Section 2 prohibits any and all election practices, including the creation of district maps, that might result in a denial of or barrier to an individual’s right to vote based on race.

When it comes to alleged gerrymandering, cases like Louisiana and Robinson often revolve around the argument that the map in question would dilute the votes, and therefore the voting power of the state’s Black residents.

The map tossed out by the federal court last year was created in 2022 and denoted that only one of the state’s six congressional districts would have a majority of Black voters residing within it, this at a time when the 2020 census showed a third of the state’s population is Black.

Louisiana lawmakers then went back to the table and came up with a new map it submitted to the court earlier this year.

The new map includes a second Black-majority district, stretching from Shreveport in the northwest corner of the state all the way down to Baton Rouge in the southern part of the state.

Though the lawmakers hoped the new map would pass muster, it was soon challenged in court by a group of non-Black voters, who complained that the new map was a racial gerrymander and an unconstitutional infringement on their right to vote.

A three-judge federal court panel agreed, and barred the state from using the new map, but in May, a divided Supreme Court intervened and put the district court’s order on hold — in the process ensuring the state would use S.B. 8 in the 2024 general election.

The state and the plaintiffs in the original case both petitioned the Supreme Court to settle the matter once and for all.

In its filing with the court, the state argues that it is essentially in a no win situation, trapped between competing court orders and as a result, in an endless cycle of trying to comply with the Voting Rights Act and the Equal Protection clause, only to wind up being sued by parties who believe they’ve been slighted by the submitted map.

The voters, meanwhile, want the justices to affirm the lower court’s ruling.

In the petition filed Monday, the state attorneys general throw their support behind the Louisiana lawmakers, arguing they had every right to enact a congressional map that included two majority-Black districts after their first attempt at a map was found legally wanting.

“States are entitled to ‘breathing room’ when they redraw electoral maps to address likely violations of the Voting Rights Act,” they wrote, citing an earlier Supreme Court case, Bethune-Hill v.
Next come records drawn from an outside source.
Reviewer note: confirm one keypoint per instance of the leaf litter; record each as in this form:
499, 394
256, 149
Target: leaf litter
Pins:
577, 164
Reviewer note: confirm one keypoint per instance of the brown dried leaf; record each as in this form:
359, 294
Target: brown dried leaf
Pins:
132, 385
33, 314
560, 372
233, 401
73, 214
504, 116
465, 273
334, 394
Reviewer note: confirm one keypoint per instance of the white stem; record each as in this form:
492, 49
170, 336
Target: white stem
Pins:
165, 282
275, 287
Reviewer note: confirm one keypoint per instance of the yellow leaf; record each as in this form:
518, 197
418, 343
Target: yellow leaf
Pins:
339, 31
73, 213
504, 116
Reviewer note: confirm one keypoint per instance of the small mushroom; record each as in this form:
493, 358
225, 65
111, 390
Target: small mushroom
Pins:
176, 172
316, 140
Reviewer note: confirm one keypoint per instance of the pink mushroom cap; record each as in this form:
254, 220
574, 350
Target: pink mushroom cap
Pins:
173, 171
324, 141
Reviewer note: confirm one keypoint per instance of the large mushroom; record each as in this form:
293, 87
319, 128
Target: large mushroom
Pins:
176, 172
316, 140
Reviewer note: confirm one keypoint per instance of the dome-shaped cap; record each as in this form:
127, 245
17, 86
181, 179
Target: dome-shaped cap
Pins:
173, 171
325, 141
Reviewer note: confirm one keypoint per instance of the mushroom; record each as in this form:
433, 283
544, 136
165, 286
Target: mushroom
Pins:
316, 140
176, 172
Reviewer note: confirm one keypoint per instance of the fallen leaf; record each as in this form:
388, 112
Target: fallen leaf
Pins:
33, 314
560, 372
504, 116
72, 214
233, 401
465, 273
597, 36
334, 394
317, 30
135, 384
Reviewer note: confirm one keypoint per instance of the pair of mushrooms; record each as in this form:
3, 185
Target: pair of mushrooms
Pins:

Virginia State Bd. of Elections.

“Federal courts that deny states that flexibility improperly intrude on the states’ primary responsibility over redistricting within their own jurisdictions,” they said.

They conclude by saying they believe the lawmakers in Louisiana took steps to “adopt reasonable compliance measures.” They further contend if there’s one branch in a position to revise the statutes and clarify the rules, it should be Congress, “not this court.”

“The court should leave to Congress the policy questions of whether and how to alter the requirements for establishing a Section 2 vote dilution claim,” they wrote in closing.